Vestígios de memória
Em tom de brincadeira, como para aliviar a tristeza que o momento encerra, ele afirma: – Moreira só se encontra em velórios. O momento era de saudade pela partida de Dona Marcinha, que nos deixava aos 94 anos de idade e a afirmação de meu perimo Benedito de Tio Hilário se confirma quando, ao deixar o velório, acompanhado de minha mãe, Dona Betina, somos abordadas por José Vianei, filho caçula de Mariá Moreira, e que dividiu comigo os bancos escolares da Escola de Dona Lourdinha, no Grupo Escolar Lindalva Claudino, no Distrito de Fátima.

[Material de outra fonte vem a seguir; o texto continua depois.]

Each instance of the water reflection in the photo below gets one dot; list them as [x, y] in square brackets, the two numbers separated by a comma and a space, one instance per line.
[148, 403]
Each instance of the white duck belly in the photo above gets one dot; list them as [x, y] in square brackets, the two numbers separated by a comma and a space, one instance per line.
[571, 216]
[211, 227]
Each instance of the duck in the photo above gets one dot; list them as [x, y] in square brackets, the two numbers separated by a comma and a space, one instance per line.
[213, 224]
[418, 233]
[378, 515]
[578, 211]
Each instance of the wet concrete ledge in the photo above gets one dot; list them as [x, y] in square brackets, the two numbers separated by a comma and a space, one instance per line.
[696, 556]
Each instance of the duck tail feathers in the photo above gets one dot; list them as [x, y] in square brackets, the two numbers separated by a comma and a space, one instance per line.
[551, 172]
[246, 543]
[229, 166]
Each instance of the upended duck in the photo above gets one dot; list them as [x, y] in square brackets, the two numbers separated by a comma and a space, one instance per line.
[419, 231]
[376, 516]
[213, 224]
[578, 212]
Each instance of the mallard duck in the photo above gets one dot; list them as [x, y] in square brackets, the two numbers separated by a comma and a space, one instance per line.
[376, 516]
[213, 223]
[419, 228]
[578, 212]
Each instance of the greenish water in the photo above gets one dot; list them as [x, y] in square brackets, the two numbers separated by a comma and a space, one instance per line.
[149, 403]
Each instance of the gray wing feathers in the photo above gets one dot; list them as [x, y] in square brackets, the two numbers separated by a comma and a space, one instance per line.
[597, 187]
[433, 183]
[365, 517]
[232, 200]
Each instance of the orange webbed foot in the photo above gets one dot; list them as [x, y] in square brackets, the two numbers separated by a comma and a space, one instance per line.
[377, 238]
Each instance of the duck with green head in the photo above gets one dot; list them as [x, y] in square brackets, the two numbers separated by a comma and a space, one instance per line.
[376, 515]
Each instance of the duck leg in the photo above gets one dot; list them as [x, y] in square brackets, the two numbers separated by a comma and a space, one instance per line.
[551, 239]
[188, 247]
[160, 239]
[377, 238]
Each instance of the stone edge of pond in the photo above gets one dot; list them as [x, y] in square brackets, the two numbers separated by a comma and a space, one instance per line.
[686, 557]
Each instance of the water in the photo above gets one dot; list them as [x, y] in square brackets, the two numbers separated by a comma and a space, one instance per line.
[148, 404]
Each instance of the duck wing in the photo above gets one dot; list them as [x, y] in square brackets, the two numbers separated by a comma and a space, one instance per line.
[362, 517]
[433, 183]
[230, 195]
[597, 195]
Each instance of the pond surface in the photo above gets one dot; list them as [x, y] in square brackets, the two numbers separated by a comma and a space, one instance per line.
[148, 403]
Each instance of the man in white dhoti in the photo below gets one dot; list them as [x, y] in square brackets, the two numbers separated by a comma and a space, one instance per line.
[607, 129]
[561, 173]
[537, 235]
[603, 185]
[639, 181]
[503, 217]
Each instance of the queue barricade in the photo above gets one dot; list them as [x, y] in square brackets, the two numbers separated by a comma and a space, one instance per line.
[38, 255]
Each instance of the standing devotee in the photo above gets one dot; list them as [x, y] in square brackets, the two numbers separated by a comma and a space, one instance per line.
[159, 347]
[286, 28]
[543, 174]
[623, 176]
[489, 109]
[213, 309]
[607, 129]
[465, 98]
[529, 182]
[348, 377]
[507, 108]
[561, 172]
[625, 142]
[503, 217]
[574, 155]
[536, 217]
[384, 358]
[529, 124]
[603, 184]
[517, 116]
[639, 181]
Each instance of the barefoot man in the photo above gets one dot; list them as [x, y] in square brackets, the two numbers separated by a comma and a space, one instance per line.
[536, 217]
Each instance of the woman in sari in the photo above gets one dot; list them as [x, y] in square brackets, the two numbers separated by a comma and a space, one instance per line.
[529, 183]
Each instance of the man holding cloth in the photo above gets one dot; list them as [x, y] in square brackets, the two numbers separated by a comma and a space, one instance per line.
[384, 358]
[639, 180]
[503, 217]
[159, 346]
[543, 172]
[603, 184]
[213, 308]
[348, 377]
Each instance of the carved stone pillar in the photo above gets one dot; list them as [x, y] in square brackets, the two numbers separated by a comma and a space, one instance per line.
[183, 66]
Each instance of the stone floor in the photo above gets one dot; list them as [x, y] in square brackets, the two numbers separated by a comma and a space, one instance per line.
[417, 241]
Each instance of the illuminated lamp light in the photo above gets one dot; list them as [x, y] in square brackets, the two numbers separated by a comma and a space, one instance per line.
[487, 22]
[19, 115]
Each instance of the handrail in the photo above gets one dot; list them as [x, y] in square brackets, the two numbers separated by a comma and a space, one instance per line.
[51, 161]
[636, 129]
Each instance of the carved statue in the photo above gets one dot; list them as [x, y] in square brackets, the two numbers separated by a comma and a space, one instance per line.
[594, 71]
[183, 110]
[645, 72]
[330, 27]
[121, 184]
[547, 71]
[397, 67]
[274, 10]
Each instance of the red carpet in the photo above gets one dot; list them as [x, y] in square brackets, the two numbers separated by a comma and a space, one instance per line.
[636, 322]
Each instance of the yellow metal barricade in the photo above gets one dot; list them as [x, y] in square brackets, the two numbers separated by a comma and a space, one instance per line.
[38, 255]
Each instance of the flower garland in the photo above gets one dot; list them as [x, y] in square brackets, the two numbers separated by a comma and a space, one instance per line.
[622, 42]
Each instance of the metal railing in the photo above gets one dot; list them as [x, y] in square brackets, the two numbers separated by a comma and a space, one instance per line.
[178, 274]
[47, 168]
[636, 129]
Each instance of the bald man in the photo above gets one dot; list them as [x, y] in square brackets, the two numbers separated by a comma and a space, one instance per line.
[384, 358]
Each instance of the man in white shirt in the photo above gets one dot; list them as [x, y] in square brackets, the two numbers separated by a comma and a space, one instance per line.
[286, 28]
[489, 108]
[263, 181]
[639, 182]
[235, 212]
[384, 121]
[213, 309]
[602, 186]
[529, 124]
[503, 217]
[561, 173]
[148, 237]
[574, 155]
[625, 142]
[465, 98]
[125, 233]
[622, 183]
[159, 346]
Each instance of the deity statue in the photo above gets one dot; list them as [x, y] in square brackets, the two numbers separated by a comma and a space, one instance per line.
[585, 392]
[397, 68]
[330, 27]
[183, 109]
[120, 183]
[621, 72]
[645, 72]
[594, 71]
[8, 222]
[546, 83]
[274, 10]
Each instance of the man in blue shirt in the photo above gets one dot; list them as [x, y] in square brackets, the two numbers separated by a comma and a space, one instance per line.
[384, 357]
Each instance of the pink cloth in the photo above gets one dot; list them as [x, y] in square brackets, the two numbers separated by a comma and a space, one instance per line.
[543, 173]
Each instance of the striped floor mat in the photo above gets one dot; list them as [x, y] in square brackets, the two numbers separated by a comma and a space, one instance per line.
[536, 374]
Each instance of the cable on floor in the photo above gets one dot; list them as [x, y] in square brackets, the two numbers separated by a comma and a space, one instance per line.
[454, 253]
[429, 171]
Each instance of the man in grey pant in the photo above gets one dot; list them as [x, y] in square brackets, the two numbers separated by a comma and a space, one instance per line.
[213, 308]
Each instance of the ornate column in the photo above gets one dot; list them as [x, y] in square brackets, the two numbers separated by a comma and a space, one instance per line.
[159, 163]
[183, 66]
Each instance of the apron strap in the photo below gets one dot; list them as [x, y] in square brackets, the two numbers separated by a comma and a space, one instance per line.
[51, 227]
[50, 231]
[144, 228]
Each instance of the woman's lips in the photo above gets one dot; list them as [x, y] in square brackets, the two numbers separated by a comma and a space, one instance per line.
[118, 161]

A alegria do reencontro, após quarenta anos, tempo em que ele construiu sua vida pelas bandas de São Paulo, não foi suficiente para apagar as marcas que o tempo imprimiu em nossos corpos. Cabelos grisalhos, ou escassos pela calvície. Corpos não mais ágeis e serelepes dos tempos de infância. Olhos que não mais escondem os sonhos construídos em tantos devaneios, revelando muito mais as vivências e experiências que a vida imprimiu ao longo do tempo. Mas o reencontro também reavivou antigas lembranças.
Vieram-me com a nitidez embaçada de um antigo filme em preto e branco as memórias de colegas de turma: minha irmã Auxiliadora, Ronaldo, neto de Dona Mariá e sobrinho de José Vianei, Romisira e Inha de Zé Morais, Teresa e Salete de Seu Lourival, Natanael e Norma Lúcia, filhos do segundo casamento de meu avô Papai Manoel, Eudes de Zé Francisco, o filho de seu Laudimiro, cujo nome se esvaiu no tempo, Genival Monteiro, filho de Frutuoso e Maria de Lourdes e nosso colega de caminhada pelas tortuosas e estreitas ladeiras de Impueiras e Cipó. E tantos outros nomes que o tempo foi esfumaçando na memória, mas que entram na composição das lembranças das aulas ministradas no intervalo entre a manhã e a tarde. Das brincadeiras de mata-mata e barra bandeiras desfrutadas nas calçadas da Igreja de Fátima, nos intervalos do recreio. Do rigor e disciplina que Dona Lourdinha tentava impor ao um bando de pré adolescentes que nasceram e viviam na zona rural experienciando as aventuras e desventuras de uma idade.
Lembranças tantas motivadas pelo encontro com José Vianei me embargaram a alma e nos olhos algumas lágrimas assinalaram um tempo que já é passado. A nitidez da aventura de passar correndo sobre as estreitas varandas da ponte de alvenaria construída pelos cassacos da seca de 1932, desafiando as leis do equilíbrio e alimentando a convicção de que o mundo era nosso, mesmo que limitado entre as fronteiras da Serra da Taboca e do Serrote do Quati.
Um tempo em que pouco ou quase nenhuma importância tinha os arranhões e ferimentos nas pernas e braços provocados pelas constantes quedas nos caminhos pedregosos e íngremes da escola. Tudo era compensado pelo deleite de saber quem era o que maior destreza revelava nas brincadeiras de bicheira, quem tinha mais habilidade para a corrida e que não ficava com a sina do toca suspensa para o dia seguinte. Uma inocência em que os nossos heróis ainda eram nossos pais ou os aventureiros que nos eram relatados nas conversas de boca de noite onde a façanha de cangaceiros, as histórias de almas penadas e visagens construíam e fertilizavam a imaginação.